As you may have noticed over the years, I can be prone to pessimism when it comes to the outlook for the global cement industry. Over the last six years or so, since the gathering storm clouds formed that eventually broke to give us the acute phase of the Global Financial Crisis of 2007 and 2008, I have regularly written here about the inevitable fall in cement demand, the possibility of the collapse of the Euro and the likelihood of Greece being the first to leave, and various other nightmare scenarios that have yet to come to pass.
As a good scientist though, having postulated a theory, I should then look at the evidence and then revise my theory. It seems that I was (partly) wrong. The fact, is, the Euro has not collapsed, Greece remains in the currency block and the world has not ended.
Indeed, it appears that we have turned a corner. In a boom time, all forward indicators point upwards and in a bust all indicators point down: At the inflection point between boom and bust there are likely to be some indicators that point up and some that point down. To me, it feels like the forward indicators are progressively turning positive (not yet all of them, to be sure, but many).
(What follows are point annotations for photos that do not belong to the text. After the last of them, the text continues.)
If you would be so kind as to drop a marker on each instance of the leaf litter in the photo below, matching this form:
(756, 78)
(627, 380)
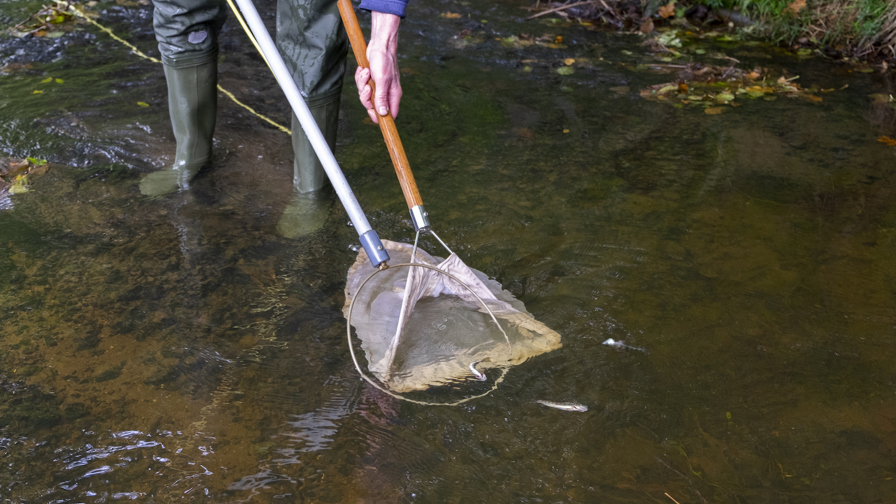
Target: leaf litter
(16, 175)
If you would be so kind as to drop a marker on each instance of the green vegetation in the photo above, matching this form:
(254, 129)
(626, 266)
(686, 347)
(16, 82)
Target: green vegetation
(859, 27)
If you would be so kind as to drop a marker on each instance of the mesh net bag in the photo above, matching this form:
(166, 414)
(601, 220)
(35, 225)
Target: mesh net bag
(419, 328)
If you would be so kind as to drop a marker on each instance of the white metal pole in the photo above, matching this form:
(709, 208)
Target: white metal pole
(369, 239)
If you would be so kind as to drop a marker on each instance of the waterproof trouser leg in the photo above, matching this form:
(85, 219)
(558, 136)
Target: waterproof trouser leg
(309, 208)
(192, 103)
(309, 174)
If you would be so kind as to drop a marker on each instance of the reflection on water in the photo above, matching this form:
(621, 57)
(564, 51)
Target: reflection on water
(180, 348)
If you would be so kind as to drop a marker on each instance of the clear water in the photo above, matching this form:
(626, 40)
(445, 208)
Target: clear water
(181, 349)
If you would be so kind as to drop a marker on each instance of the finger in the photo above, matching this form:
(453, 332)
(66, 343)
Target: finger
(362, 75)
(364, 96)
(395, 100)
(381, 101)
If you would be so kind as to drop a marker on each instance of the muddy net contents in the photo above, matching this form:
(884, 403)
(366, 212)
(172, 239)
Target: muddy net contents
(419, 328)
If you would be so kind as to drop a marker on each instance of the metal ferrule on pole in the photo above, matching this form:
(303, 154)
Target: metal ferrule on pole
(372, 244)
(420, 217)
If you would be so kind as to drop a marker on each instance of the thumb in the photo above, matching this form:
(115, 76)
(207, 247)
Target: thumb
(381, 100)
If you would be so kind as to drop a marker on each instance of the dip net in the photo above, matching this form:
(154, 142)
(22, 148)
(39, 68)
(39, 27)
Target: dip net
(430, 322)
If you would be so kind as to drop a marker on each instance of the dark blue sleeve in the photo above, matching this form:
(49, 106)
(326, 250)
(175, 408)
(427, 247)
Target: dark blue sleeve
(386, 6)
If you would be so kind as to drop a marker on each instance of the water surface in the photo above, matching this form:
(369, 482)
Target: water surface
(181, 348)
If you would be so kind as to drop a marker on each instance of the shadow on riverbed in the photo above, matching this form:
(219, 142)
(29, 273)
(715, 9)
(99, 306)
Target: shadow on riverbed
(180, 348)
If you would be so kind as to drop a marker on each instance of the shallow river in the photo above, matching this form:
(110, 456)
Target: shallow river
(183, 349)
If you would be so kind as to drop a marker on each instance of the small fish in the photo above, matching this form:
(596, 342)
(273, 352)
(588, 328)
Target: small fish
(620, 345)
(478, 374)
(564, 406)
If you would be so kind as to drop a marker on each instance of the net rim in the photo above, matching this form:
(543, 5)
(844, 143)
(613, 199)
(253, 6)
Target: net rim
(348, 328)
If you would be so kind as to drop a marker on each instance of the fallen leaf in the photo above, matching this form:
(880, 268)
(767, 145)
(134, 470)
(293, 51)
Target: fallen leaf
(667, 10)
(725, 97)
(20, 185)
(795, 6)
(647, 26)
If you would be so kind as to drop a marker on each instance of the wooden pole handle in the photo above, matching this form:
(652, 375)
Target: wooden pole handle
(387, 124)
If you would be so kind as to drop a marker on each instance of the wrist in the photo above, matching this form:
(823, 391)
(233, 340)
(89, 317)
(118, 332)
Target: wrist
(384, 30)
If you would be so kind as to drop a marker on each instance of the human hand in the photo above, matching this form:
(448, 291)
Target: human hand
(383, 71)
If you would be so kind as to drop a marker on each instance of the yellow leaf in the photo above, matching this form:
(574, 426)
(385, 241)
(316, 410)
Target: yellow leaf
(20, 185)
(647, 26)
(667, 10)
(795, 6)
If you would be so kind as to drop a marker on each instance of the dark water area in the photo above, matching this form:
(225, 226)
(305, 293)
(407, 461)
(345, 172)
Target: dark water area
(182, 349)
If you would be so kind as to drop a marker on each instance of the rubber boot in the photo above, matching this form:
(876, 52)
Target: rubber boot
(193, 104)
(309, 208)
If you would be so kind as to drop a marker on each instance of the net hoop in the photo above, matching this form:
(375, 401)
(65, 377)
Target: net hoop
(351, 348)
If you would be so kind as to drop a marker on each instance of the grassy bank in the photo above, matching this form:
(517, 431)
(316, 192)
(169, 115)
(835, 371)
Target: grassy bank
(859, 28)
(864, 29)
I do not rely on the perfidious pronouncements of politicians for my evidence, but on the usually-reliable accounts and forward looking statements of the cement companies, reported in the pages of this very magazine, Global Cement. These are the results from the front line (sometimes almost literally), and they give valuable pointers to where we have just been and where we are going to, in terms of cement demand.
On page 34 of the December 2014 issue of Global Cement Magazine, Europe-based Holcim reports weaker growth than expected, but growth all the same, driven by the US, India and the Philippines (but with lower sales in Azerbaijan, Italy and Argentina). North America and Europe both reported growth, at least in EBITDA. On page 35 HeidelbergCement reports that 'growth is expected in all areas,' while Buzzi's sales volumes, EBITDA and profits all grew, with capacity utilisation and sales higher in all regions apart from Italy and Poland.
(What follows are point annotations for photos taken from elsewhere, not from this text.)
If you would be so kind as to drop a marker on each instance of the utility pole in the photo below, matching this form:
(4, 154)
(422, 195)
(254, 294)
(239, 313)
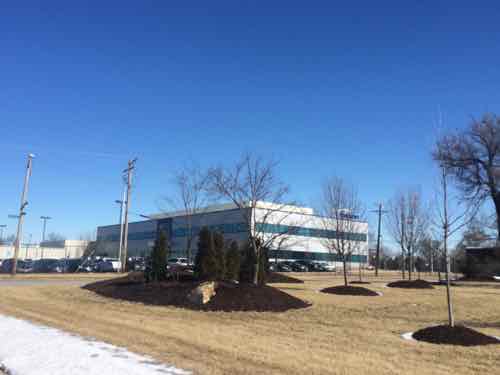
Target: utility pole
(121, 203)
(44, 218)
(24, 203)
(379, 234)
(128, 171)
(2, 227)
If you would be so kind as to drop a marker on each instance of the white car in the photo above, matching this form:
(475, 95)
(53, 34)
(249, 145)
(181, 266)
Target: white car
(329, 267)
(178, 262)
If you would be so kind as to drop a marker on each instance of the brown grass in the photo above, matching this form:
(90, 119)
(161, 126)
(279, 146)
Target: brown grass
(337, 335)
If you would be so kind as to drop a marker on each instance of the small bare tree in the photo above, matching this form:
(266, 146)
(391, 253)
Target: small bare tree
(449, 222)
(341, 212)
(407, 223)
(190, 186)
(472, 157)
(253, 186)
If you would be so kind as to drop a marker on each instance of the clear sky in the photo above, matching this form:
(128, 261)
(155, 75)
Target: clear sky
(328, 89)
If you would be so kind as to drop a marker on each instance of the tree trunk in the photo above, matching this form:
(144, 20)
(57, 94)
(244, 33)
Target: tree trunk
(403, 264)
(359, 269)
(410, 265)
(345, 270)
(257, 262)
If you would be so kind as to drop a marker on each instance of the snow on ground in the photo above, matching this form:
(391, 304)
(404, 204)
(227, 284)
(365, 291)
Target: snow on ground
(30, 349)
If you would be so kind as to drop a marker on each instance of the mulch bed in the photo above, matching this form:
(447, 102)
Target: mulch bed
(479, 279)
(458, 335)
(229, 297)
(350, 291)
(282, 279)
(413, 284)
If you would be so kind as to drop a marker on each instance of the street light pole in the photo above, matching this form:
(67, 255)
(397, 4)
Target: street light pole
(379, 211)
(121, 203)
(44, 218)
(24, 203)
(2, 227)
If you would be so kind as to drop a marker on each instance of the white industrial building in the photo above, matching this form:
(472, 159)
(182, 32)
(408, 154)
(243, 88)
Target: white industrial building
(297, 232)
(48, 249)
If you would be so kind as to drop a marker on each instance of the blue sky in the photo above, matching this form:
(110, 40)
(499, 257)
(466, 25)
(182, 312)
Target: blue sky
(348, 90)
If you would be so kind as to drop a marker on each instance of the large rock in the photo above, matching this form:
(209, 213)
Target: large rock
(203, 293)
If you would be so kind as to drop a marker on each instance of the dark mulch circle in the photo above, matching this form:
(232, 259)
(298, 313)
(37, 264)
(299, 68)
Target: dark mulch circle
(229, 296)
(458, 335)
(413, 284)
(350, 291)
(275, 277)
(479, 279)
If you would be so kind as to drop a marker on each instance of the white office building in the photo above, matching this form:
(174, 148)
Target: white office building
(294, 233)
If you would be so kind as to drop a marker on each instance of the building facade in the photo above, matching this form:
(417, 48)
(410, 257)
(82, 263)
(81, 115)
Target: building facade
(290, 232)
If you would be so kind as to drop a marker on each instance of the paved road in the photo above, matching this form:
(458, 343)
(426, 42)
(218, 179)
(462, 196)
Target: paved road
(26, 282)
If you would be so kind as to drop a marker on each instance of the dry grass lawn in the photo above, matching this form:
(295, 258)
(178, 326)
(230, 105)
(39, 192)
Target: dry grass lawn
(337, 335)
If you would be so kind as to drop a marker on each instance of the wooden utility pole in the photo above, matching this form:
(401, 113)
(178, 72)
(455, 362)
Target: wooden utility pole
(379, 234)
(20, 221)
(128, 171)
(446, 233)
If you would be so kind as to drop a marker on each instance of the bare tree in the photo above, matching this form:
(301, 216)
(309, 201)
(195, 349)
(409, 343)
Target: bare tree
(190, 185)
(407, 223)
(450, 222)
(341, 212)
(472, 157)
(253, 186)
On page 44, Cemex reported sturdy results, with like-for-like EBITDA increasing by 3% in the third quarter of 2014 compared to 2013, due to higher sales volumes in Mexico, the US, the rest of the Americas and in its Asia region operations. Although sales fell in its Northern Europe region, sales increased in its Mediterranean region by 7%. On page 45, Eagle Materials (the only solely-US-operating publicly-quoted cement and building materials company) reports an increase in earnings of 19% in its second quarter 2014 cement results, driven by increased volumes and robust price increases. Caribbean Cement Company, on page 45, reports revenues up around 20%, driven by growth in the cement markets of Trinidad and Jamaica.
In Asia, Kohat Cement (page 48) reports profits up by 11% due to higher prices and slightly increased volumes, while in India, UltraTech's second quarter profit was up 55% due to higher cement demand (but also due to acquisitions). In Malaysia, however, Tasek Corp reported a 7% drop in earnings due to 'stiff competition.' Not all the indicator needles are pointing in the same direction yet.
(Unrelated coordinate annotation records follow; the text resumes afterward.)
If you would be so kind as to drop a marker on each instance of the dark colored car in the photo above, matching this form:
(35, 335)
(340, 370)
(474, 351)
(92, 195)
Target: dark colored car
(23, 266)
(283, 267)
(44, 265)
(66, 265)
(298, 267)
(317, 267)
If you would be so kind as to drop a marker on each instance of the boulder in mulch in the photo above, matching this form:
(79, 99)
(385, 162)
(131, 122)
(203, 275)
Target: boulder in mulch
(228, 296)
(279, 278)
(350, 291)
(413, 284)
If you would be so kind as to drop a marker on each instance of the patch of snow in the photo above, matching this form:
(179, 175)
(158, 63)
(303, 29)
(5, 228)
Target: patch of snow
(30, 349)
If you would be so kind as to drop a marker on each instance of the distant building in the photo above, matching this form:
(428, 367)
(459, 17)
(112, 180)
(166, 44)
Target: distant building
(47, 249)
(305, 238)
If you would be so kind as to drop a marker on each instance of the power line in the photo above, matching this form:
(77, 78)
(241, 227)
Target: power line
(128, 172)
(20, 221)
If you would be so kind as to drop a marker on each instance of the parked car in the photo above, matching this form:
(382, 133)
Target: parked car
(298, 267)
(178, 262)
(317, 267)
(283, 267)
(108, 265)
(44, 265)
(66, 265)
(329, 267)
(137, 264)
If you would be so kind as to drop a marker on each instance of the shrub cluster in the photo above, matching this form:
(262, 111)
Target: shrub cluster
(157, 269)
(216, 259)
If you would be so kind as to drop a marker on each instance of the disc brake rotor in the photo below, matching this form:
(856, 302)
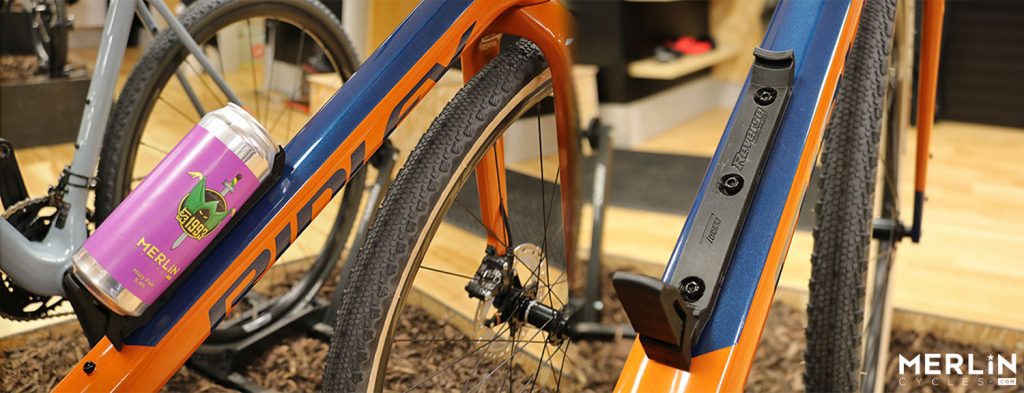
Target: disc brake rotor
(487, 322)
(32, 218)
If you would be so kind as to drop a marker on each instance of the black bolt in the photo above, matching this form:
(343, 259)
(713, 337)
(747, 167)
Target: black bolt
(691, 289)
(765, 95)
(730, 184)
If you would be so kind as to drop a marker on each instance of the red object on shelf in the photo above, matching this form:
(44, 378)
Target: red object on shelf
(690, 45)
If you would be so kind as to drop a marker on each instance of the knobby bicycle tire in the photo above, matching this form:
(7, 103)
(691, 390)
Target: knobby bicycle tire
(845, 209)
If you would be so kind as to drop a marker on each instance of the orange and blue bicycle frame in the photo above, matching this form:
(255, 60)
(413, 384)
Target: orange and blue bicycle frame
(820, 34)
(336, 142)
(354, 123)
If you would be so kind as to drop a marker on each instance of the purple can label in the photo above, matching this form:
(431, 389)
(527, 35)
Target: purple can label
(150, 239)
In Africa and the Middle East, the situation is much more mixed. Although Raysut Cement of Oman has announced that its profits have increased by 8% (page 50), EAPCC of Kenya has posted a full year loss due to increased price competition and overhead costs. In Egypt, Arabian Cement's profit is also down, by 32%, despite the fact that cement sales increased by 17%.
Reviewing the results as a whole, you have to say that it is a pretty encouraging picture. Despite the industrial torpor and political slothfulness of Europe, the continent is slowly putting its house in order by closing old and inefficient plants, by adding more competition to the markets, and by liberalising employment laws to make it easier to hire (and fire) employees. With a large dose of monetary stimulus promised in early 2015 by the ECB, we could start to see cement demand taking off in Continental Europe in 2015. We are surely at the bottom of the boom and bust cycle in Europe, so that even 'basket-case' economies like Greece have started to see impressive growth rates (albeit from a low base). Alas, it seems that Italy (and France?) still have a distance to go before they 'touch bottom.'
The Ebola outbreak in western Africa has thrown that region into turmoil, and HIV/AIDS continues to wreak havoc with communities throughout the continent. On both fronts though, there are glimmers of hope. The Americas shine like a beacon in terms of future promise - Even Argentina has the prospect of better days ahead. Throughout southeast Asia, companies are registering positive results, and are also busy building new capacity, which is a conspicuous sign of optimism for the future.
It is only in China, where results are not transparent and where cement plants continue to be demolished amid over-capacity, that my optimism finally fails me.